En la sexta audiencia del juicio, realizada el último martes, declararon otros cinco testigos, entre ellos Elizabeth González, hermana de Esteche, contra quien el fiscal Martín Rau pidió investigar por la posible comisión del delito de falso testimonio.

Rau argumentó que su pedido se basó en las contradicciones que detectó en las declaraciones vertidas por la mujer a lo largo del proceso. “Los dichos de hoy (por el martes) ni siquiera son similares a las de otras oportunidades”, apuntó el fiscal y reforzó su postura al mencionar que la testigo “ha variado completamente sus dichos, pero no sólo de ella, sino de otros testigos”.

El fiscal Rau y la testigo González durante su testimonial brindada el martes.

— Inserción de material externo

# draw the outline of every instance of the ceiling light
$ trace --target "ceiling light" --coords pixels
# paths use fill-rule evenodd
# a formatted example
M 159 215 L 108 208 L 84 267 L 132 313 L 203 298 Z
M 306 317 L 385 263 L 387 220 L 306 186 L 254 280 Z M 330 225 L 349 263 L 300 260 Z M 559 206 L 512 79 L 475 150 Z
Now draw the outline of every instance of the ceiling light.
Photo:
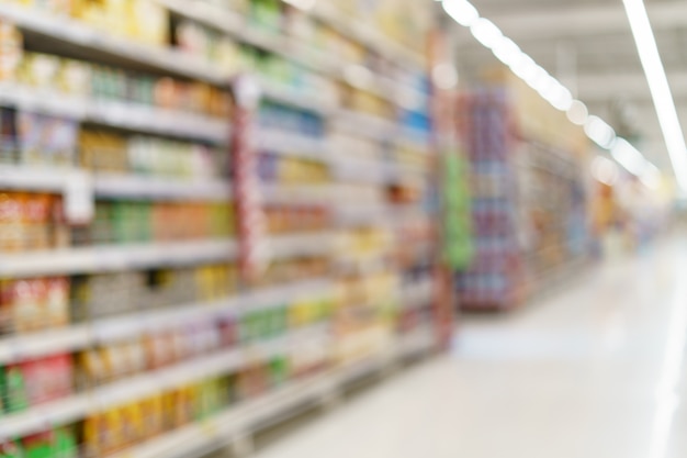
M 576 125 L 585 125 L 588 115 L 589 111 L 587 110 L 587 105 L 579 100 L 573 100 L 571 107 L 567 109 L 567 119 Z
M 587 118 L 585 133 L 594 143 L 605 149 L 610 149 L 616 142 L 616 132 L 599 116 Z
M 592 176 L 604 185 L 615 186 L 620 178 L 620 170 L 612 160 L 597 156 L 592 161 Z
M 498 60 L 507 66 L 514 65 L 522 57 L 520 47 L 506 36 L 502 36 L 502 40 L 494 45 L 492 52 Z
M 655 167 L 624 138 L 618 138 L 615 142 L 610 154 L 618 164 L 637 177 L 644 176 L 651 167 Z
M 475 40 L 482 43 L 485 47 L 492 49 L 504 40 L 504 34 L 500 30 L 488 19 L 480 18 L 471 26 L 470 32 Z
M 525 53 L 521 53 L 520 56 L 510 65 L 510 70 L 525 81 L 534 77 L 537 68 L 537 63 Z
M 623 3 L 677 183 L 687 191 L 687 145 L 646 8 L 642 0 L 623 0 Z
M 473 7 L 469 1 L 465 0 L 443 0 L 442 2 L 443 10 L 459 24 L 469 27 L 471 26 L 477 19 L 480 19 L 480 13 L 475 7 Z
M 316 0 L 284 0 L 284 2 L 304 11 L 312 10 L 315 5 L 315 1 Z

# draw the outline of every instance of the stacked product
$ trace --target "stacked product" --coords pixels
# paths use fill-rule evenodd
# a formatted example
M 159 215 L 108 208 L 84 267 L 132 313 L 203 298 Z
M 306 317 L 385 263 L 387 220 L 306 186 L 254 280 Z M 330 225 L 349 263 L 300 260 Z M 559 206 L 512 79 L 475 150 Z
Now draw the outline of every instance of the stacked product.
M 459 301 L 465 309 L 510 309 L 521 300 L 523 266 L 507 94 L 482 90 L 465 96 L 459 116 L 472 167 L 475 237 L 472 265 L 458 276 Z
M 459 103 L 472 166 L 475 259 L 464 308 L 509 309 L 571 278 L 587 252 L 582 129 L 516 78 Z

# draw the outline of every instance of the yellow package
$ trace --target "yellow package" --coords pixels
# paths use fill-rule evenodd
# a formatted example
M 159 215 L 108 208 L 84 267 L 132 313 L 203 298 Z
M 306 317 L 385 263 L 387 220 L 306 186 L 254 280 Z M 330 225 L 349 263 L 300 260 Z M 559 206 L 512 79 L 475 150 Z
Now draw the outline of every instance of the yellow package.
M 100 457 L 104 453 L 108 422 L 104 413 L 94 414 L 83 422 L 83 447 L 87 457 Z
M 169 12 L 150 0 L 129 0 L 127 4 L 127 35 L 140 43 L 165 46 L 169 43 Z
M 19 82 L 40 89 L 53 89 L 61 63 L 56 56 L 26 53 L 18 69 Z

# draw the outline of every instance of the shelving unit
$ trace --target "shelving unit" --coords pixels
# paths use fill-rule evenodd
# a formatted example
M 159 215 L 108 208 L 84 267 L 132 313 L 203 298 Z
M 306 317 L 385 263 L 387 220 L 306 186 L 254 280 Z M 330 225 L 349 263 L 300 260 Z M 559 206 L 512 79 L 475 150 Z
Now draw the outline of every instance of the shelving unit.
M 0 75 L 0 455 L 59 436 L 59 458 L 201 457 L 436 348 L 425 58 L 329 4 L 270 3 L 279 30 L 264 10 L 142 4 L 145 31 L 0 3 L 16 64 Z M 259 196 L 229 154 L 239 75 L 261 90 Z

Uno de los puntos de mayor discusión fue cuando González contó que su ex pareja -Facundo Uboldi- fue llevado a la comisaría el mismo día de la detención de Esteche y, según ella, el hombre fue encerrado en un lugar oscuro donde recibió amenazas e intimidaciones de parte de policías para autoincriminarse.

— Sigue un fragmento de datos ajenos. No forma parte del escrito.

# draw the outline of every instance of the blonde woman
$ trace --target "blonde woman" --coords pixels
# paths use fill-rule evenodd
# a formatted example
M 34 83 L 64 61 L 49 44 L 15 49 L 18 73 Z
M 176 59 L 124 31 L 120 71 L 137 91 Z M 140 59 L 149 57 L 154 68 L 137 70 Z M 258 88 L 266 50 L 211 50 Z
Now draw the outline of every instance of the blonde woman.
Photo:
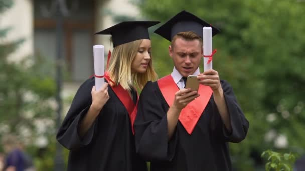
M 136 88 L 156 79 L 148 28 L 159 22 L 123 22 L 98 34 L 111 34 L 114 49 L 105 84 L 94 78 L 79 88 L 57 136 L 70 150 L 68 170 L 147 170 L 136 152 L 133 123 Z

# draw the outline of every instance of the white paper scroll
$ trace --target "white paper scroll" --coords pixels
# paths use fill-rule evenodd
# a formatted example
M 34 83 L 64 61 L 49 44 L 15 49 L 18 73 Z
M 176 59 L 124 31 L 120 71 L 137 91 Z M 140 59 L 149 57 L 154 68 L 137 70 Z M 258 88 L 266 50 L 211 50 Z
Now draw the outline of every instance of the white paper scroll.
M 204 27 L 202 28 L 203 32 L 203 72 L 212 70 L 213 61 L 211 61 L 209 64 L 209 58 L 204 56 L 210 56 L 212 54 L 212 28 L 210 27 Z
M 93 46 L 94 74 L 95 75 L 95 89 L 96 91 L 98 91 L 105 83 L 104 78 L 97 78 L 104 76 L 105 74 L 104 52 L 103 46 L 95 45 Z

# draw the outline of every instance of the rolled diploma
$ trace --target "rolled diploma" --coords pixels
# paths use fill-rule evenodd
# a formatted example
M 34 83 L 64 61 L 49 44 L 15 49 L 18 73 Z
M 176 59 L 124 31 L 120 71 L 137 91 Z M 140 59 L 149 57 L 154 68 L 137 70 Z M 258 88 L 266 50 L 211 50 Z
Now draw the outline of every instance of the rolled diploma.
M 203 35 L 203 55 L 209 56 L 212 54 L 212 28 L 204 27 L 202 28 Z M 213 60 L 208 64 L 209 58 L 203 58 L 203 71 L 212 70 Z
M 104 76 L 105 74 L 105 54 L 104 46 L 95 45 L 93 46 L 93 56 L 94 62 L 94 74 L 97 76 Z M 105 83 L 104 78 L 95 78 L 95 90 L 99 90 Z

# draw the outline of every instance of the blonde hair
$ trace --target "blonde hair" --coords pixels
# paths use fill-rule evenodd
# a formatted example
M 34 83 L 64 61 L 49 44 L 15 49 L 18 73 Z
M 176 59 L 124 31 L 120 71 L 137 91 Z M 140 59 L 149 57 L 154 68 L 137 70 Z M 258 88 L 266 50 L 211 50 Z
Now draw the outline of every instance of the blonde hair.
M 180 32 L 176 34 L 174 38 L 173 38 L 173 40 L 172 40 L 172 42 L 171 44 L 171 46 L 172 48 L 174 48 L 174 44 L 175 44 L 175 42 L 178 38 L 182 38 L 187 41 L 192 41 L 194 40 L 198 40 L 200 42 L 200 46 L 202 47 L 203 42 L 202 42 L 202 39 L 201 38 L 197 35 L 196 33 L 193 32 Z
M 117 46 L 113 49 L 108 69 L 110 79 L 117 85 L 120 84 L 124 90 L 131 90 L 135 86 L 143 89 L 149 80 L 157 79 L 157 74 L 152 68 L 151 58 L 143 74 L 132 73 L 131 64 L 138 52 L 143 40 L 138 40 Z M 112 86 L 111 82 L 109 82 Z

Incluso, la testigo señaló que mientras eso sucedía intercambió mensajes con Uboldi, ante lo cual el fiscal Rau intervino y apuntó que en las pericias telefónicas esa conversión es “inexistente”. Un día antes, cuando la ex pareja de la mujer declaró por videoconferencia, tampoco hizo referencia a ninguna situación de apremios.

Rau también cuestionó que en la instrucción González declaró haber recriminado a Esteche por no haber ido a dormir a su casa esa madrugada posterior al hecho investigado, mientras que en el juicio negó haber existido “discusión” alguna entre ambos.

En otro tramo de su declaración, la testigo aseguró que el juez que llevó adelante la investigación del caso, Carlos Giménez, hoy miembro del Tribunal Penal Dos de Posadas, la maltrató durante un allanamiento en su casa e incluso la amenazó respecto a la tenencia de sus hijos en caso de no colaborar con la investigación.

Allí intervino el César Yaya, uno de los magistrados del tribunal que lleva adelante el debate, quien preguntó a la testigo si en su momento denunció todo lo que estaba declarando ahora y González respondió que no.

El Tribunal es presidido por la magistrada Viviana Cukla e integrado por sus pares César Yaya -a la izquierda- y Ángel Dejesús Cardozo.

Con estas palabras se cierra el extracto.